| name | pdf |
| description | Use this skill whenever the user wants to do anything with PDF files. This includes reading or extracting text/tables from PDFs, combining or merging multiple PDFs into one, splitting PDFs apart, rotating pages, adding watermarks, creating new PDFs, filling PDF forms, encrypting/decrypting PDFs, extracting images, and OCR on scanned PDFs to make them searchable. If the user mentions a .pdf file or asks to produce one, use this skill. |
| license | Proprietary. LICENSE.txt has complete terms |
PDF Processing Guide
Overview
This guide covers essential PDF processing operations using Python libraries and command-line tools. For advanced features, JavaScript libraries, and detailed examples, see REFERENCE.md. If you need to fill out a PDF form, read FORMS.md and follow its instructions.
Default Output Format for Complex Tasks
When a user's task involves multiple tool calls (web search, data analysis, tool invocations, etc.) and produces substantial research results, but the user has NOT specified an output format, you should default to generating a PDF report using the template below.

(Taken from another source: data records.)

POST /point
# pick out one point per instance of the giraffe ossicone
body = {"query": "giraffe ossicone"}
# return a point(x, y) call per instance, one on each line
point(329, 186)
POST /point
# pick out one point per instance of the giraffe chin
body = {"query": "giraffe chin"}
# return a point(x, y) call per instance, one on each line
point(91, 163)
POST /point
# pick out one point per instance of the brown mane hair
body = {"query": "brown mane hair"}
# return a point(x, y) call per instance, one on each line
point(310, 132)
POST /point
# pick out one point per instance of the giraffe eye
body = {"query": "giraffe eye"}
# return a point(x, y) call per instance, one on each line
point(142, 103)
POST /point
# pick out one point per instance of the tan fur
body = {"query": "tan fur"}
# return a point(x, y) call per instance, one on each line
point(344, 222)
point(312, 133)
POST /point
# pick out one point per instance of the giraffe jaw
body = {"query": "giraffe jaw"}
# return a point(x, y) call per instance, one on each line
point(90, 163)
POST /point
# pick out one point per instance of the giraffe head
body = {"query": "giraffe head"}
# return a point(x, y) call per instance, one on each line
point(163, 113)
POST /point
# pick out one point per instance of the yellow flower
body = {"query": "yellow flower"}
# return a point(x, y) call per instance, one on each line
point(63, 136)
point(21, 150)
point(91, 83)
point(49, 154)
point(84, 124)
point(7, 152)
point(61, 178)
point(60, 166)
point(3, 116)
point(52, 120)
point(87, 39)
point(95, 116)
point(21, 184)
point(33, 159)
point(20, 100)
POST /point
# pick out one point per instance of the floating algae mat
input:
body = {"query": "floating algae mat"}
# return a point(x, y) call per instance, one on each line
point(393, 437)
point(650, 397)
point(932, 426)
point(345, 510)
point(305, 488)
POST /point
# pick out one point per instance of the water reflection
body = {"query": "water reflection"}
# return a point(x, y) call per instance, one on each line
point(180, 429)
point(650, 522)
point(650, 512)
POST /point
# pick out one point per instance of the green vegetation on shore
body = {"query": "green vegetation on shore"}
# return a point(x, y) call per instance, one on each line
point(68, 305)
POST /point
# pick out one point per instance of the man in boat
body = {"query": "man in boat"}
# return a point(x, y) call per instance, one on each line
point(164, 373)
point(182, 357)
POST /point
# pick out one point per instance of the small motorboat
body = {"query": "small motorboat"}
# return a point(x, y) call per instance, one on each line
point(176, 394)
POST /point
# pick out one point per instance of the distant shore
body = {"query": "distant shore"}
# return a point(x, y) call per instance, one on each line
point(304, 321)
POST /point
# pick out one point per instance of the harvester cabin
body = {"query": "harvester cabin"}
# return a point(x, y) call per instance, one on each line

This applies to:
- Research tasks that gather information from multiple sources
- Analysis tasks that produce structured findings
- Any multi-step task where the final deliverable is a comprehensive answer
Do NOT default to PDF for simple Q&A, quick lookups, or tasks where the user clearly expects a chat response. Use your judgment: if the task took 5+ tool calls and produced rich, structured content, a PDF report is the appropriate default.
When defaulting to PDF output, follow the "Generate PDF Reports" workflow below — use generate_report.py with report_data.json, NOT the markdown-to-PDF approach.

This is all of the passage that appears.